Scissors symbolize the marriage, according to the imagination and experience of many. They are inseparably fixed but always move in opposite directions. However, they definitely punish anyone who comes in between them. Some think that in marriage one comes closest to either hell or heaven. However, according to a saying attributed to Abraham Lincoln, marriage is neither hell nor heaven, but it is sheer purgatory.
Choosing a wife is one of the most important and irrevocable personal decisions one makes in one’s lifetime. Hence, it is not advisable to make this decision based on one’s fancies and infatuations. No wonder many look to their sacred texts to receive guidance on this matter.
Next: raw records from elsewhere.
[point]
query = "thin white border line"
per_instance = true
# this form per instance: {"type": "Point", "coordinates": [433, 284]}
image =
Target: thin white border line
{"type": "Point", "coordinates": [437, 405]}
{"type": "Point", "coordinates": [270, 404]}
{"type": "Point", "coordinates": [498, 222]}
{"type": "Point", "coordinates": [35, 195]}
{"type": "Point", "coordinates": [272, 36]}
According to the Talmud, four months before a boy was conceived, a voice in heaven uttered whose daughter his wife would be! It plainly affirms that the marriages are made in heaven. A story in midrash narrates about a rich woman who asked a Jewish Rabbi about what God is doing after the work of creation. The rabbi answered that God was fixing marriages. She thought that it was not such an important or difficult job that required God. To prove her point, she went back to her palace and chose 1000 male slaves and 1000 female slaves and matched them up in marriages. The next day many slaves approached the woman. Some of them had broken legs, others cracked heads, still others bruises all over their body. All of them requested the woman to free them of their marriage bond!
In the Book of Tobit, one finds several pieces of advises Tobit gives to his son Tobias. One among them is about where to look for a spouse. Tobit instructs Tobias that he should take a wife from his own people. The instruction to marry follows the advice to keep away from all immorality. Jewish sages thought that marriage prevents one from sin. Not marrying is perceived as unnatural. Rabbis taught that the one who is unmarried is always thinking about sin.
The demand to marry one from one’s own faith is pervasive in various books of the Old Testament. One of the major reasons behind it is the threat of apostasy. If one has a gentile wife, she would turn the heart of her husband from the true God. Another reason is the fear of extinction. If Jewish men and women get assimilated into other faiths, the Jewish faith will cease to exist. The reason Tobit gives for why one should marry from one’s own kith and kin is that doing otherwise would be equal to humiliating or disgracing one’s own people.
The biblical stipulation to marry from one’s own people is relevant to several dwindling communities in the contemporary world. The world today is marked by close interaction with people from various countries, cultures, and faiths. Especially in the case of underdeveloped and developing countries, many of their youth cross national boarders to foreign cosmopolitan cities in search of better jobs and better lives. In their new life situation, they find it hard to live their faith, keep their culture, and maintain loyalty to their traditions as they are surrounded by people who differ from them in all these respects. Besides, and more importantly, in the absence of suitable people from “their own people” in the vicinity, they are forced to turn to their good friends for fulfilling their psychological need for love and care. Many would find it unfair to ask the young people to postpone satisfying their basic human needs until they find the apt person from their own community. However, others would consider the idea of easily allowing the youngsters to integrate into foreign cultures at the cost of losing their own identities detrimental to the very existence of the minority communities they originally belong to. The words of Tobit can illumine our thoughts: “My son, love your kindred, and in your heart do not disdain your kindred, the sons and daughters of your people, by refusing to take a wife for yourself from among them (Tobit 4,13). By training the youth to love and appreciate their own community, we can help them to take practical, reasonable, and mature decisions that will safeguard their personal interests and those of their community. One pertinent question is whether we are building up our community to such a stature that our youngsters can take pride in.